Still, Roden said, it was hard for the family to think that after so long, Battles could be coming home. Then earlier this year, she said, she was contacted again and asked for a phone number for Battles’ oldest living male relative. She didn’t have that cousin’s phone number, she said, so she provided the next oldest’s.
She got a call later from Shell. “He said, ‘You know, I get the feeling they may have found him,'” she recalled. As it turned out they had, and efforts to arrange the repatriation began.
Roden said some time after Battles’ parents, the late L.E. and Beulah S. Battles, were notified of his death, they placed a headstone and foot marker for him at Hillcrest Cemetery. Later, they were laid to rest beside that plot. And later, one of his sisters was laid to rest in an adjoining plot. When another sister passed, she was buried in the gravesite marked for Battles.

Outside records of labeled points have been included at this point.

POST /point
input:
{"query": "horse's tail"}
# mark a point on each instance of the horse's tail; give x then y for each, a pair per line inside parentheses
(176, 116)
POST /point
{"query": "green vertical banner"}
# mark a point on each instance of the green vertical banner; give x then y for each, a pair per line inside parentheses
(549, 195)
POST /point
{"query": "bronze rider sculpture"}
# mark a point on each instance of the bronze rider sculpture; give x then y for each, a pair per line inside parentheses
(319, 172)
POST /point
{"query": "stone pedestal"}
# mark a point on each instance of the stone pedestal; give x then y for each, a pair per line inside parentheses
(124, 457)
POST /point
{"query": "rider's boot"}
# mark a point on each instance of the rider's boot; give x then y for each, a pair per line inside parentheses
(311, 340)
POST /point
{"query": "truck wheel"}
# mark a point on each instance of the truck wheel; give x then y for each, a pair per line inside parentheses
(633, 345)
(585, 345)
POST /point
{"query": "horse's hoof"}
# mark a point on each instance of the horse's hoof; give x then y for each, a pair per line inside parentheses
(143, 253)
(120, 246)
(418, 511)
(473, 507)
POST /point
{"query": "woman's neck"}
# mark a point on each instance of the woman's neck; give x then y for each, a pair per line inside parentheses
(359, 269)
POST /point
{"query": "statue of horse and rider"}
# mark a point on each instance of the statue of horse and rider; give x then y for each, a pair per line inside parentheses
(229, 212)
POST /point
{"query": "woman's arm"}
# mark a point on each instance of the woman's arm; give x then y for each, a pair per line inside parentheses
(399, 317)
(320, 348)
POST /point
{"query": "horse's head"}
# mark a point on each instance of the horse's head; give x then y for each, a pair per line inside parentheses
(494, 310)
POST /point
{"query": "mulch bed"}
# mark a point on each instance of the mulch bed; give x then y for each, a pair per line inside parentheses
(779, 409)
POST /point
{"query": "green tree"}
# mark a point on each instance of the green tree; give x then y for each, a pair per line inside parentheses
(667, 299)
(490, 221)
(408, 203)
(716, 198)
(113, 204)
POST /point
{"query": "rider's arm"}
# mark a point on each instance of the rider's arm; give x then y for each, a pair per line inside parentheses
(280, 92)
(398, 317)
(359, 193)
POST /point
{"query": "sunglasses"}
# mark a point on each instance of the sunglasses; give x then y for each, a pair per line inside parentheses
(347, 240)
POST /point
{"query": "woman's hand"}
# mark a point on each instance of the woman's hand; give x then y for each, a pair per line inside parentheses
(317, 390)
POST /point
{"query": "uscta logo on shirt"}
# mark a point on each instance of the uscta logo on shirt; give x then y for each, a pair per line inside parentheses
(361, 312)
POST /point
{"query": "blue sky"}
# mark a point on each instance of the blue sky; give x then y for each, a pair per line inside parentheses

Family members decided to have Battles cremated, and to bury the container holding his cremains with his parents and sisters.
That was done Saturday, with full military honors provided by Navy Honor Guard Rear Adm. Ann Duff. The Patriot Guard Riders provided an escort from McRae’s Funeral Home to the cemetery, where flags lined the path from the cemetery gate to the gravesite.
The Alabama Society of the Sons of the American Revolution Color Guard posted the colors and led the Pledge of Allegiance before the graveside service.
It has been an emotional experience for the family. Roden said on Tuesday, when Battles was flown into Birmingham-Shuttlesworth International Airport, about 15 family members went to watch as he was brought off a plane with full honors, to be transported back to Boaz.
“The pilot came off the plane,” Roden said, and told the family what an honor it was to bring Battles home. “He was crying — he got everyone crying,” she said. “He said he was happy to be a part of it.”
Like Shell, Roden said family members shared the story of what happened to Battles. She said her father, the youngest brother, didn’t speak of him much, but others did. Still, she wishes she’d asked more questions. One of Battles’ brothers was a lieutenant commander in the Navy, she said, and she wished she asked him more about her uncle Curt.
“When you’re young, you just don’t think of things like that,” she said.
Battles never married, Roden said, though one sister had recalled a letter he wrote, sharing his plan to propose to a young woman when he came home.
Since plans for the funeral were made public, Roden said a woman from Guntersville had contacted her. The woman’s grandparents had been friends with her grandparents, and in cleaning out their house she’d found a postcard Battles sent.
“She said her husband told her that was something they might want to hold onto,” Roden said. She said she was told the card was dated the day he died.
Lt. Cmdr. Jory Morr, POW/MIA Branch Head of the Navy Casualty Office, said 346 USS Oklahoma sailors had been positively identified as of July 22.
Even after almost 80 years, he said he believes it’s important to identify and repatriate those long listed as unknown.
Briefing families, Morr said, he often hears “we did not believe he was dead” or “probably he was not on board the ship.” Some families are left thinking “maybe one day he would walk through the door,” he related.
Being able to recover and identify the remains of sailors can aid in closure for families, Morr said, and it is especially important to the Navy to honor these sailors who paid the ultimate sacrifice and gave their lives for our country.
Battles enlisted in the Navy on July 5, 1940, according to information provided by Navy Personnel Command. He reported to the USS Oklahoma on Nov. 5, 1940, and transferred to Pearl Harbor.
As a Navy fireman, Battles would have been responsible for standing engineering watches while the ship was underway and for performing minor maintenance repairs — not fighting fires. They also stand power plant and ship security watches in port and, while underway, ensuring all safety standards are met with any associated engineering machinery.
Battles was posthumously awarded the Purple Heart Medal, Combat Action Ribbon, Good Conduct Medal, American Defense Service Medal (with Fleet clasp), American Campaign Medal, Asiatic Pacific Campaign Medal (with Bronze Star) and World War II Victory Medal.